At first glance, this notion seems incongruous. With smartphones and wearables, we post in real-time what we ate, how much we weigh. We tweet our passing thoughts on all manner of topics. We update our Facebook page to sanction our latest pleasure or most recent transient annoyance. We take pictures of our self, then another, then another, and display them all for the world to see. We actively seek the affirmation of nearby friends and faraway strangers, asking them to affirm our actions, no matter how small or fleeting.
We may all be, in this age of miracle and wonder, at our most vain.
Nonetheless, that fire hose of data gushing from these personal computing devices lays bare our very human failings, our strivings and our mortality. What comes after that? At the time of our greatest technical and intellectual advancement, do we merely expose ourselves as insufferably common, or are we (unknowingly) unlocking the fullest truth of ourselves?
The very tools used to elevate our physical and intellectual selves, helping us to be the very best we can be, may ultimately serve to remind us that without a equal focus on the spiritual, it’s all for naught.
Consider that with smartphones, that which was once physical is now digital. Apps, tweets, music, movies, these are abstractions made real. We are contented with their ephemeral realness. Our very best technology, then, may be edging us closer — shaman-like — to bridging the physical and the virtual, and possibly to accepting the spiritual.
Our most advanced personal technologies are not merely uplifting, but guiding. We track everything, or soon will. In the morning our devices will remind us to eat right, to walk 10,000 steps. In the evening they will ask us if we gave due attention to our children, our spouse and our dreams. The daily rituals of monitoring what we do and how we improve may in fact help us find our way onto a narrow, possibly righteous path to goodness.

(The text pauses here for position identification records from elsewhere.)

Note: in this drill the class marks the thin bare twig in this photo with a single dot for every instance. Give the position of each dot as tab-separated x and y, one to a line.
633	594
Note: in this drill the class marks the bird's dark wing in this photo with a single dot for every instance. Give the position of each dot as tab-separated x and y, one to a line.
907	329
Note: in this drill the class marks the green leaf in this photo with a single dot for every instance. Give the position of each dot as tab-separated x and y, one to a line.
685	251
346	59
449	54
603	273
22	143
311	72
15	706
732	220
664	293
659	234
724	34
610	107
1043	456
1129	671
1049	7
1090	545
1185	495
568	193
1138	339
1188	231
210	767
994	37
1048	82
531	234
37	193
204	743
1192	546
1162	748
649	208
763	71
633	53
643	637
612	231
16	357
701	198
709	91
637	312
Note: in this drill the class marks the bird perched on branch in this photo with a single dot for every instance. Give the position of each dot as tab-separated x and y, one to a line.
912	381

Yes, we can instantly access all manner of fetishism, violence, pornography, but also the greatest of humanity — and one another. The fragments of humanity, good and bad, are embedded within our technology, and resident inside our iPhones and Fitbits. Humans seek, we care, we dream, we sense there is far more beyond our self, our neighbors, even our world. This is true even if, at least in this infant stage of our meta connectivity, we initially turn such powers upon ourselves.
With smartphone in hand, we are connected to nearly everyone, from anywhere, at any time, and never truly alone. Wearable computer bracelet strapped tightly against our skin, the truth of our self is brightly flashed before our eyes, including our mortality. These devices will change us.
Which may not lead us to God but certainly should lead us all to be better.